En los primeros días de mi llegada a España quedé con mi amiga Carlota y su amiga Isabel a tomar algo, ellas habían venido en tren desde Barcelona por ver alguna película en el festival de cine y pasar el día junto al mar en mi pueblo tan apetecible. "Llovían gatos y perros", según expresión inglesa, es decir, caía un tormentón, el doble de copioso que el más fuerte visto en Cambridge en dos años, el que para mi sorpresa dejó inundados multitud de bajos y a la biblioteca municipal obligada a una movida de libros dentro de su espectacular edificio de relativamente reciente inauguración. Sin embargo mi pequeña ciudad mediterránea resistía bastante bien mientras caminaba hacia el lugar de la cita sin escuchar ululares de sirenas o ver coches en la riera arrastrados por la corriente.
Nos sentamos en una terraza a pocos metros de donde rompían las olas. Apenas se diferenciaba el color del mar del del cielo o el de la arena en tanto la lluvia batía contra el acristalamiento, Carlota iba ataviada con un chubasquero naranja que rompía la monotonía cromática y le confería aspecto de navegante, aunque nos mantuvimos al seco, cual reinas del confort tomando unas cervezas. Encima ellas pidieron unas sardinitas y unos calamarcitos, que por algo estaban en la costa. Era fin de semana y había bastante gente resguardada allí, aunque por fortuna encontramos una mesa libre.

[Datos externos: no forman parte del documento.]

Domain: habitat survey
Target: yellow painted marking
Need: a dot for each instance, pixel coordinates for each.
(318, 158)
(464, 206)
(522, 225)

Carlota me dijo que algún día deberíamos encontrar el medio de contar juntas lo que acontece con las mujeres en temas de herencia en esta sociedad nuestra catalana, tan avanzada como se cree, pero en la que siguen vigentes al respecto costumbres trogloditas que nos discriminan y sobre las que se cierne un manto de silencio que las hace parecer inexistentes.
Entonces me di cuenta de que algo les había contado a mi pesar, en esa u en otras ocasiones, en tanto les explicaba que no me interesaba para abordarlo personalmente el tono de denuncia, a parte de que el tema, merecedor sin duda de ser puesto en evidencia por alguien que lo sienta, no iba demasiado en la línea de mis intereses.
Sea por nuestra ligazón de infancia o por nuestra manera de relacionarnos en el presente, cada vez que nos juntamos Carlota termina soltando lágrima. Luego me llama para disculparse, para decirme que no suele ser así, pero ni falta hace que me lo comente, entiendo que es hasta gustoso dejarse ganar a veces por la sensibilidad.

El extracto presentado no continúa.